Ah! That's a very good point! I was trying to figure out how to say
much the same thing.
> For archiving, of course, the situation is quite different. For that,
> I'd suggest you make a copy of your important tapes, and test both the
> originals and the copies on a regular basis. When either has an error
> rate that is too high on a test read, make another copy before further
> degredation occurs.
Given the rate at which storage capacity per unit of cost keeps
increasing I'm considering that I don't realy need archives any more.

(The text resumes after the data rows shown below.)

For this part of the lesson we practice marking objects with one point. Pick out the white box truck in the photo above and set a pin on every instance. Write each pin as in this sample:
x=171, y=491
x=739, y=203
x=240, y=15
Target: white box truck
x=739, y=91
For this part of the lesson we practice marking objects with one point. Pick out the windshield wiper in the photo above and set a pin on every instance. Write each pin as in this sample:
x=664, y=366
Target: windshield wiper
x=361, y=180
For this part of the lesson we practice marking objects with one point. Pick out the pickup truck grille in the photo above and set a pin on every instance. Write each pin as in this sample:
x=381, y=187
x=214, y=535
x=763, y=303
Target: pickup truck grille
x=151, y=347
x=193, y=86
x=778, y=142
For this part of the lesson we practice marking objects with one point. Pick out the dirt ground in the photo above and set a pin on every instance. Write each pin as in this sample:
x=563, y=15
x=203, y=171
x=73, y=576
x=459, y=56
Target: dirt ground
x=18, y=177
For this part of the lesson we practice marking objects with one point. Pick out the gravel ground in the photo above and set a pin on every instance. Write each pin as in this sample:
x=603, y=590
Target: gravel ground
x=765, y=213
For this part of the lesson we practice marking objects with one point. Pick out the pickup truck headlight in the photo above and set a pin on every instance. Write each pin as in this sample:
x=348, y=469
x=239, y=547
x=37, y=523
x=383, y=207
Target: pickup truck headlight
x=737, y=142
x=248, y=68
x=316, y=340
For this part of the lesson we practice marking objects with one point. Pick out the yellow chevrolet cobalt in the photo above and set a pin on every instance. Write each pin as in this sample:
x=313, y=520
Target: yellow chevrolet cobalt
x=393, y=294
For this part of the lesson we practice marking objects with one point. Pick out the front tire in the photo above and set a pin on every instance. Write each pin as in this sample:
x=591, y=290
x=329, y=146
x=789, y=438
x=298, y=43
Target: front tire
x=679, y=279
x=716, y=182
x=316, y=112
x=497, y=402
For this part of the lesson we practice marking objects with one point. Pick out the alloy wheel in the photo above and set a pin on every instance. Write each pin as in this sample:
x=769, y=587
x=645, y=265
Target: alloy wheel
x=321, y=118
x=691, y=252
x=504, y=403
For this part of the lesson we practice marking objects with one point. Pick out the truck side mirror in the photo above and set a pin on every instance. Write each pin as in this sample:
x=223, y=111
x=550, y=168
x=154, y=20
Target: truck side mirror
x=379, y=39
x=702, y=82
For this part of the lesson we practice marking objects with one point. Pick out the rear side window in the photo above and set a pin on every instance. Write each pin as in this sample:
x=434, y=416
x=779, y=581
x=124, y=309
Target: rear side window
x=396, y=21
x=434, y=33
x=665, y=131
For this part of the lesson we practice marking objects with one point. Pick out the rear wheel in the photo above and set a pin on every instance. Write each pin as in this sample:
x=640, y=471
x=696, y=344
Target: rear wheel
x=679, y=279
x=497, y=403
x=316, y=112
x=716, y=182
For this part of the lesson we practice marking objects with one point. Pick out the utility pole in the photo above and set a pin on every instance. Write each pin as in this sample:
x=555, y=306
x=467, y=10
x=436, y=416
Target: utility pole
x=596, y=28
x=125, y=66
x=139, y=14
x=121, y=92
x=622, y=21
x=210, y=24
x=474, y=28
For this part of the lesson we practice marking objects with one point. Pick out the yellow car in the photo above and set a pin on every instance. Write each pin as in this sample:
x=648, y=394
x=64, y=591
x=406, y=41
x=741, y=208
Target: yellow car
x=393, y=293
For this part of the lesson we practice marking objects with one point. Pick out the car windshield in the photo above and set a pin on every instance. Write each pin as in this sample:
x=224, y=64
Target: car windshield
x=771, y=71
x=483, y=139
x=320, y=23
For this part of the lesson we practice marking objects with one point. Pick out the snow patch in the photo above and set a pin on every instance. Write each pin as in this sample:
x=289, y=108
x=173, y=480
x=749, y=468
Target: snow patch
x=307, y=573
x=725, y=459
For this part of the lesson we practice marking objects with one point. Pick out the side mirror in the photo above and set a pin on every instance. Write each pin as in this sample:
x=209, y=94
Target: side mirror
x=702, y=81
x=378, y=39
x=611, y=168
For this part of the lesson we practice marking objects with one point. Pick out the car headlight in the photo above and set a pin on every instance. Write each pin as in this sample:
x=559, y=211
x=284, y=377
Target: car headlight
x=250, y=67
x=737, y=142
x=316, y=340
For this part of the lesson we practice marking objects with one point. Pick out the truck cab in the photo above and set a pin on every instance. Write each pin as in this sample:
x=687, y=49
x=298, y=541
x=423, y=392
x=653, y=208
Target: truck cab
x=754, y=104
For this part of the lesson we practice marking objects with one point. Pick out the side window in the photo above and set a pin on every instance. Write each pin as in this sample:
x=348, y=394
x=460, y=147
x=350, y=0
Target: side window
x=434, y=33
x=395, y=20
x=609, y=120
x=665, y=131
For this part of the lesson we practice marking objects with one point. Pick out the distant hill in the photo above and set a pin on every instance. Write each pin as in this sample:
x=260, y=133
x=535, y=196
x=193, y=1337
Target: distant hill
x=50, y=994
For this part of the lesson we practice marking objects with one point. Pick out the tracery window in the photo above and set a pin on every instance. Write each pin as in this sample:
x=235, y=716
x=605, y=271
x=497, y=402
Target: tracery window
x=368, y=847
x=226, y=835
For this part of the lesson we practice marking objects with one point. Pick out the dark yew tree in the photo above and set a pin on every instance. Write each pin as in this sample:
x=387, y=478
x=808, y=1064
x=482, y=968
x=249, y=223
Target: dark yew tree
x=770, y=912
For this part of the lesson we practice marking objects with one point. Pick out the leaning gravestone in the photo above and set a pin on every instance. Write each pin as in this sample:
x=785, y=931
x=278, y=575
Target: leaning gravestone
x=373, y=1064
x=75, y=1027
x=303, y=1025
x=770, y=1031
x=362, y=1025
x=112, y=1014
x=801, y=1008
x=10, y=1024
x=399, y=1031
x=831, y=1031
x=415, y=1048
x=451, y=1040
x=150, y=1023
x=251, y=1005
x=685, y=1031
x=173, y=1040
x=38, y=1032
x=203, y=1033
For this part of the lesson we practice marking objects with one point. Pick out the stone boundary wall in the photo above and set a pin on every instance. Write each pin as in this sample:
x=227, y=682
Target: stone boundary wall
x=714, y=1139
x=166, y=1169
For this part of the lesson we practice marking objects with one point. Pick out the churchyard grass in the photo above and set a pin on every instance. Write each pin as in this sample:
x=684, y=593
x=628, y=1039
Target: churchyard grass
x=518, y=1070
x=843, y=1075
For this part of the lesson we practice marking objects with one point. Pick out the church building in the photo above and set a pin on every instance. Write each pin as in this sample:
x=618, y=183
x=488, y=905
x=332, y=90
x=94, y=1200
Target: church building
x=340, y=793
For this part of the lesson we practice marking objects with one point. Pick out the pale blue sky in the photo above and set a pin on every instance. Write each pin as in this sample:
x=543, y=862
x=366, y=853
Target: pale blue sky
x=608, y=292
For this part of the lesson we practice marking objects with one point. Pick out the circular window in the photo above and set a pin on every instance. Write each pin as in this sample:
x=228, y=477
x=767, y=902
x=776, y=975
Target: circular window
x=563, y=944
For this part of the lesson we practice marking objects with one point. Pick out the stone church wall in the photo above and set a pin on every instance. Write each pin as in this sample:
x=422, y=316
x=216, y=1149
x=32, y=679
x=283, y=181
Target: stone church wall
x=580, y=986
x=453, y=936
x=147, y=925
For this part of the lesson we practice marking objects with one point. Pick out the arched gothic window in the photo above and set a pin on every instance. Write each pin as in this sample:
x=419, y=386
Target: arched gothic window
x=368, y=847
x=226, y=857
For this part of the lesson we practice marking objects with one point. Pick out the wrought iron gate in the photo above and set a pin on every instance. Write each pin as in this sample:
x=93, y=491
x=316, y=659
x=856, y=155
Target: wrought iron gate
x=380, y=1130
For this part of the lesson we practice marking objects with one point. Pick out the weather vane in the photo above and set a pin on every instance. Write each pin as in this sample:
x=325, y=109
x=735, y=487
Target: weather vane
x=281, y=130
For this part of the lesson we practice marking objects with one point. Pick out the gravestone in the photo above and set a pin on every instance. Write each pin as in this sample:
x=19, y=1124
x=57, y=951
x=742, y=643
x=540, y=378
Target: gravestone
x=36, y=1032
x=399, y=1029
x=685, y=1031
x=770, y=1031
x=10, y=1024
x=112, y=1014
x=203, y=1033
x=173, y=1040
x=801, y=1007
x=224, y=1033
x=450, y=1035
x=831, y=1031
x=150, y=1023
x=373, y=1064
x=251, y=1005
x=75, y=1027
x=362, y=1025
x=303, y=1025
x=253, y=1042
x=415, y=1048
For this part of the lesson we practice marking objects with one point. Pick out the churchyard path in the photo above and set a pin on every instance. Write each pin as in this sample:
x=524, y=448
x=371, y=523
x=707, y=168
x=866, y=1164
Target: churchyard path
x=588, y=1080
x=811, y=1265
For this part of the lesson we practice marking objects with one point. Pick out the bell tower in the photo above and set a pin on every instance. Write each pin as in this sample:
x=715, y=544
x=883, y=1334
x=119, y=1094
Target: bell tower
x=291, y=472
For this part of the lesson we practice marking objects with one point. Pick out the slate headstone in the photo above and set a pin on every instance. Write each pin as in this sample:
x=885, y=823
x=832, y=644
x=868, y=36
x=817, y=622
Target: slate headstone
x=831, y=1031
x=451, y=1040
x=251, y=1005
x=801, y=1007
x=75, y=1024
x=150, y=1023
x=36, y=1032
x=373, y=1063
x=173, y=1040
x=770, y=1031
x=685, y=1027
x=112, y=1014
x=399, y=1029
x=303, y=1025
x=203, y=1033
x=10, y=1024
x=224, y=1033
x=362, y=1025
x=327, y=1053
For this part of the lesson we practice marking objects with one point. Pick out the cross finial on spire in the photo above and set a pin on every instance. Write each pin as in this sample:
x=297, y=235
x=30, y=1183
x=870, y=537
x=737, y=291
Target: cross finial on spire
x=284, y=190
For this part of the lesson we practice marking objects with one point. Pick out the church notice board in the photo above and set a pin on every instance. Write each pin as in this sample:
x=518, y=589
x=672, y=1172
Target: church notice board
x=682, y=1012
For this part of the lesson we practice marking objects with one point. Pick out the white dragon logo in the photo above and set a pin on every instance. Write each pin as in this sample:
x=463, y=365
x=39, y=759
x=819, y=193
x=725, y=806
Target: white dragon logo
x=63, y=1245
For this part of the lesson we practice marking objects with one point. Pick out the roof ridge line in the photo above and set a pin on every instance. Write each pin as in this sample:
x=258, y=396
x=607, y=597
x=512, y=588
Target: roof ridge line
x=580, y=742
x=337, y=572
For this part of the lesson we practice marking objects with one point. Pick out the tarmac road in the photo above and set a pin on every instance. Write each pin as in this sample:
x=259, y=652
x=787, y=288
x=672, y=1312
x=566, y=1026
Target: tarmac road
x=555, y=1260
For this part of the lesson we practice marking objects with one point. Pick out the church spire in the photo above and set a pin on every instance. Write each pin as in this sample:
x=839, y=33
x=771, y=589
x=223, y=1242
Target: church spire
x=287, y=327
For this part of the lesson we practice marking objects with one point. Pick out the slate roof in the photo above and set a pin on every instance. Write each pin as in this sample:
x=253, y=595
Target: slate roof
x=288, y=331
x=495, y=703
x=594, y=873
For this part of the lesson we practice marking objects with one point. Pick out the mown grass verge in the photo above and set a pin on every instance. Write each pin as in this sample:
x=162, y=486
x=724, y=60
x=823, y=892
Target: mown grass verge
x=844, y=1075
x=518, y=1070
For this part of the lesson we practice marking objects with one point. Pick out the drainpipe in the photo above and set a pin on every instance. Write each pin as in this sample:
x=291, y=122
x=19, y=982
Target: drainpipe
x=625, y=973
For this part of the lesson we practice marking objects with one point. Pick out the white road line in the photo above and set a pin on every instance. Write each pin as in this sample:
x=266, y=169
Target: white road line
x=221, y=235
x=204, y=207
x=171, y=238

If I've had to look at any of my old tapes any time recently I've simply
loaded the whole thing onto my file server and left it there. For true
disaster recovery I need the same amount, or more, of capacity off-site,
so I've not had any reason to generate new archives of anything in quite
some time -- I just keep it all on-line all the time now.
However I'd still put my bets on the data on disk drives properly stored
in a safe deposit box rather than on any modern high-capacity tape media
such as SDLT. If you're going to allow re-spooling, cleaning, splicing,
and such of tapes taken from a damaged safe then you've got to allow the
same kind of thing for disks too.
I can have all the data recovered from even a very badly damaged disk
for only a few hundred dollars. If an SDLT tape gets soaked with hot,
soot-contaminated water, I'll bet there's going to be a lot of bad bits
on it even if it is cleaned and re-spooled very carefully (those bits
are awfully close together!). I don't know how much that procedure
might cost, but it won't be free.
Meanwhile so long as the heads stay locked in my big ATA drive (which
for a 160GB drives costs only about $0.30/GB more, and 45% larger, than
the (un-compressed) SDLT media alone), and the integrity of its HDA
doesn't get compromised by shrapnel (quite a bit less likely to happen
than the DLT cartridge I'd think, even in an event like the bank vault
break-in shown on CSI recently), I may need no more than a new motor and
electronics to spin up my hard drive again, and even if its spindles
have to be moved to a new HDA, that's still not too much more expensive.
Meanwhile I don't have to buy an $8k-15k SDLT drive!